The Center for Education Reform gives North Carolina’s charter school policies a “D,” citing an arbitrary cap on charter schools and limited ways to create new charter schools. Luckily, parts of the current charter law and public school choice requirements under No Child Left Behind make a Parent Trigger an easy fit for North Carolina.

Policy Solution

North Carolina should adopt a Parent Trigger that would allow a simple majority of parents at a school to “trigger” one of several reform options. Ideally, those options include closing the school and allowing students to transfer to better-performing public schools, converting the school into a charter school, or giving parents vouchers to use at the schools of their choosing.
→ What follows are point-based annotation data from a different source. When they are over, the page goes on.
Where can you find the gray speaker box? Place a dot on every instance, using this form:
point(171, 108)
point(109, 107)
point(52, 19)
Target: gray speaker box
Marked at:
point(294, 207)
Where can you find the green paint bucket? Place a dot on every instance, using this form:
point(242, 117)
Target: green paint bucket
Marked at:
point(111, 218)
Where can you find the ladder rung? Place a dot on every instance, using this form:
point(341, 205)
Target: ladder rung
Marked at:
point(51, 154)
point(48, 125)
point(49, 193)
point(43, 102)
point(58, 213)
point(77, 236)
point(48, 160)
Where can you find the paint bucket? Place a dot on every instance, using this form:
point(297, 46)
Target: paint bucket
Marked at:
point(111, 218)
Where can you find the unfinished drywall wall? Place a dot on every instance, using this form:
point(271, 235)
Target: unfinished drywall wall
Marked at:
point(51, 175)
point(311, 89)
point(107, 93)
The Parent Trigger is under consideration in several states, including Indiana, Michigan, New Jersey, Pennsylvania, and Utah. Its popularity is due to its flexibility and the promise of increased accountability and competition.

For North Carolina parents fed up with failing public school monopolies, the Parent Trigger is the ultimate trump card. Rather than rely on the slow and cumbersome process of centralized reform, fraught with red tape and special interests, parents have the reins.

Policy Message

Point 1. The Parent Trigger empowers parents, investing them further in their children’s education.

Point 2. No school reform offers as much local flexibility, which is desperately needed in education policy, as the Parent Trigger.

Point 3. Allowing parents to trigger only empirically tested models of reform – charter schools and vouchers, for example – means parents cannot “get it wrong.”

Point 4. Voucher plans, like the one once in place in D.C. and currently in Florida, significantly raise parent satisfaction and graduation rates.

Point 5. A budget shortfall that is nearly bankrupting the state demands that we look at more fiscally conservative education reforms.

Policy Facts

Fact  1. Only 1-percent of failing schools actually get federally-mandated reforms under current system.

Fact  2. When adjusting for economic factors, a value-added assessment of North Carolina schools shows they rank 47th.
 
Fact  3. In research conducted in 2010, Dr. David Figlio, Orrington Lunt Professor of Education and Social Policy at Northwestern University, found Florida public schools facing voucher competition significantly raised student achievement compared to traditional public schools.

Fact  4. In the New York City Charter Schools Evaluation Project, Dr. Caroline M. Hoxby of Stanford University and her colleagues found, “By the time a charter schools student has reached the end of eighth grade, our estimates indicate that he will be scoring about 30 points higher in math than he would have been scoring if he had been lotteried-out and remained in the regular public schools.”